23 May, 2008

Thinking of Things

My review of Frances Trombly at David Castillo Gallery:
http://miamisunpost.com/052208art.htm

15 May, 2008

Untitled Performance (Box)

In this performance, Rae Scanlon and I sit in 2’x 2’x 3’ Plexiglas boxes for three hours, stationed at various locations. The experience involves physical endurance and fluctuating psychological exercise. Within our respective boxes, we are cut off from the outside world. The box imposes a vacuum of self-awareness within which its inhabitant reckons with the immediacy of time and space.

This performance taps into the social disenfranchisement of women and the idealization of sexual stereotypes. We are empowered by willingly assuming detachment and controlling the atmosphere of the enclosure. This action mirrors the universal need for space within an escalating world population. It functions metaphorically to depict the uncoupling of the individual—living amongst the globalized reality of the post-Information Revolution.

This piece has been performed three times in Miami, Florida.

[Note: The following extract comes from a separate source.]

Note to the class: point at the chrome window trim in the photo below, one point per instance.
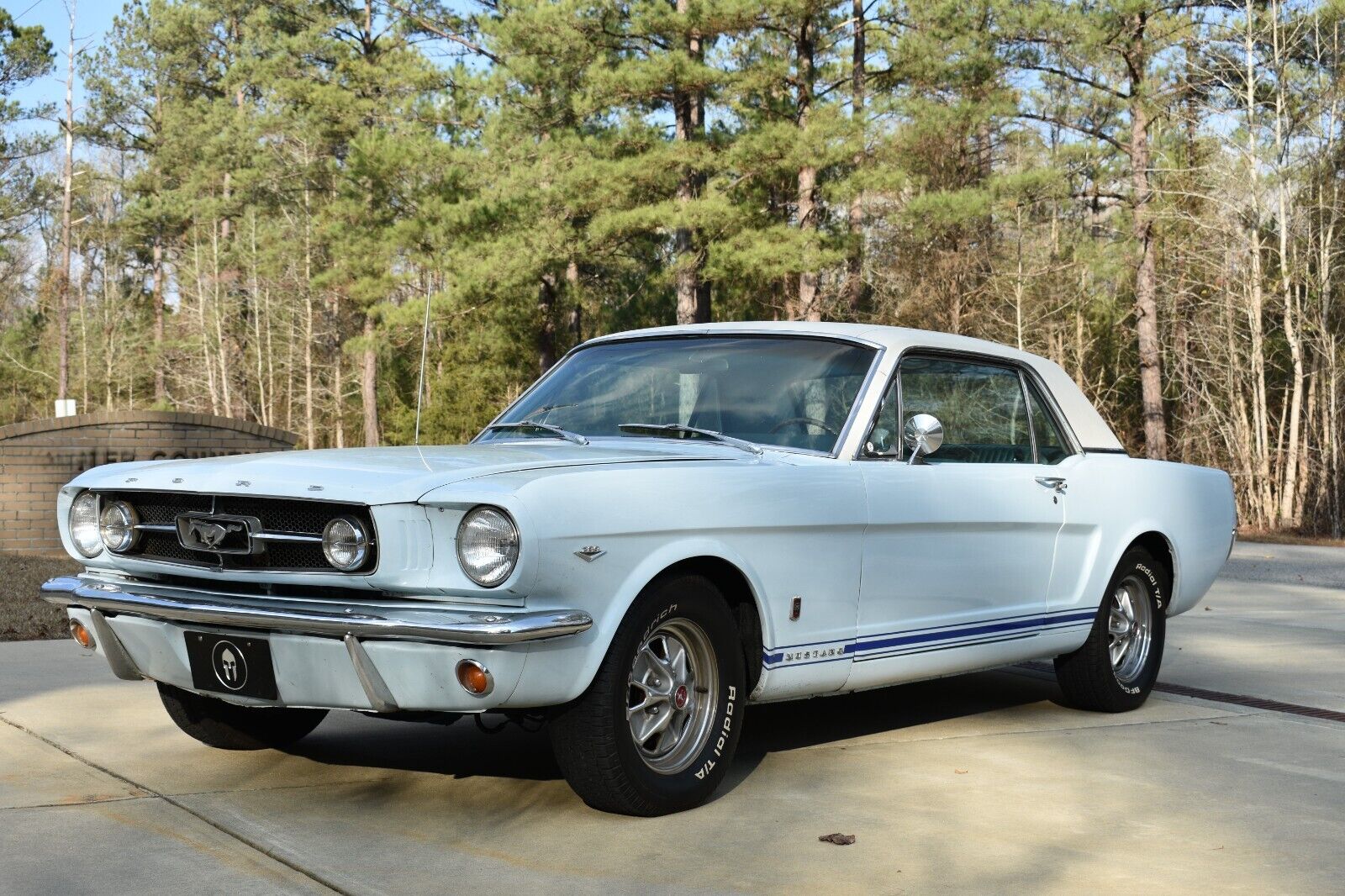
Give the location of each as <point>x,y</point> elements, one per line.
<point>1022,367</point>
<point>878,353</point>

Untitled Performance (Carving)



This work was inspired by Rineke Dijkstra’s portraits of postnatal mothers. I projected onto my body an ultrasound image of myself in my mother’s womb during the third trimester of her pregnancy. Subsequently, Francisca Twiggs carved the fetal image onto my abdomen using an etching needle. She wore a folkloric Mexican wedding dress—a symbol of fertility.

In this performance, the body is the subject and functions as a human canvas. The act of carving into the skin probes the social and biological impositions of motherhood, the physical effects of childbirth, and the cyclical nature of life. This piece aims to participate in the discourse over reproductive rights and posits reproduction from a relativistic perspective—as a lifestyle choice.

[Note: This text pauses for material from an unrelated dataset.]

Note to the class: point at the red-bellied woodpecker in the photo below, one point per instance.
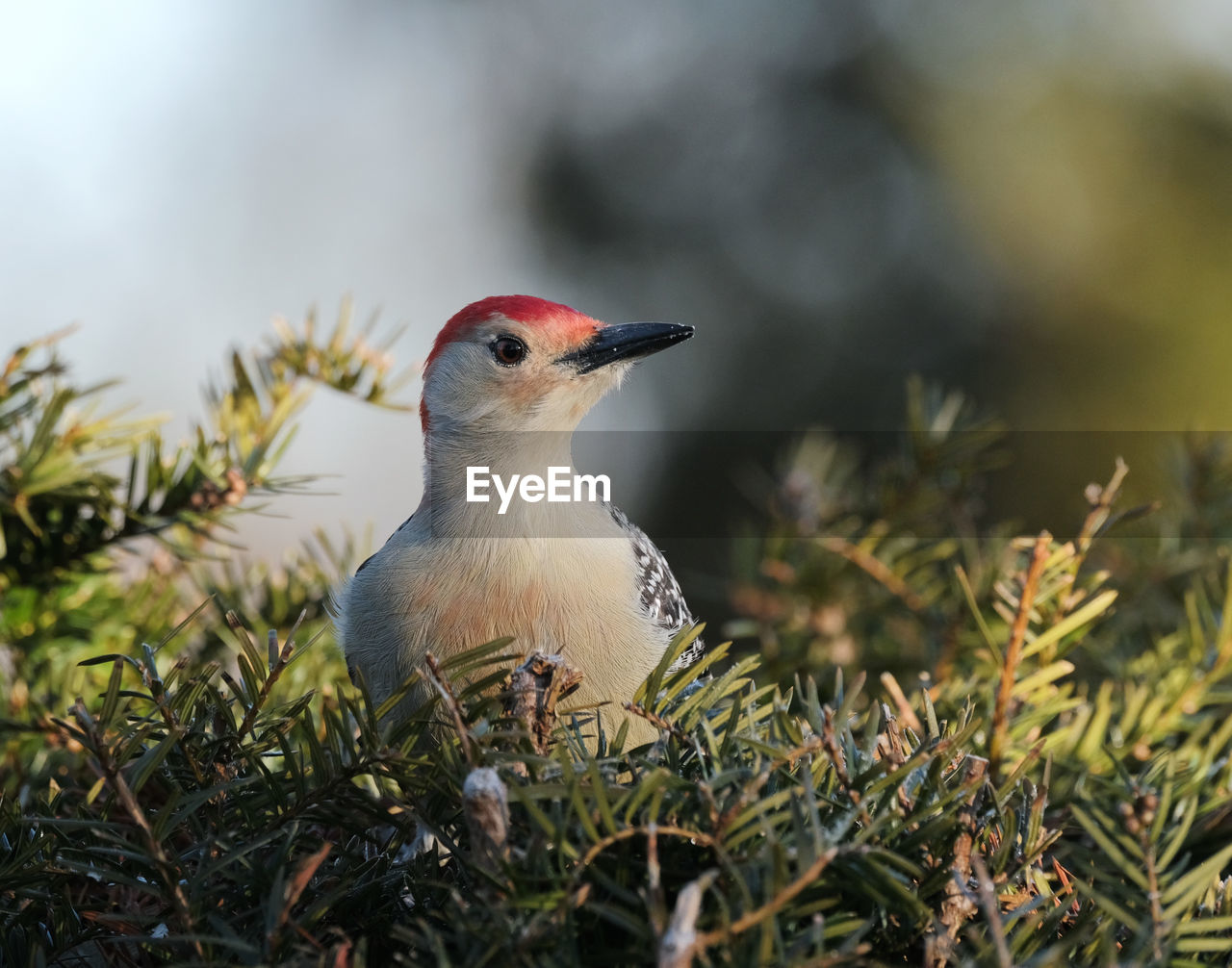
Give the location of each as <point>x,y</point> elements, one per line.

This piece was performed on Wednesday, 30 April 2008.

Untitled Performance (Cart)


For this performance, I acquired an abandoned shopping cart and filled it with approximately two-hundred pounds of dead weight (in the form of large stones and twenty-five pound sandbags procured from a construction site). At noon, alongside the heat and exhaust of the causeway, I pushed the cart from one end of the Biscayne Bay bridge to the other—and back. Finally, I abandoned the cart as I’d found it and recycled the other accessories. This was my first venture into deliberate public performance amid a random audience.

Adopting an abandoned cart as an accessory triggers the familiarity of social associations. Because their functionality befits a nomadic lifestyle, shopping carts have become associated with the poor socio-economic class. This performance alludes to the myth of Sisyphus as a metaphor for the futility of mortal life. Consumerism is immersed in futile activity, and the shopping cart is an icon of consumerism. For my purposes, it mimics the nihilistic experience of carrying dead weight to-and-from arbitrary points.

This piece was performed on Saturday, 10 February 2008.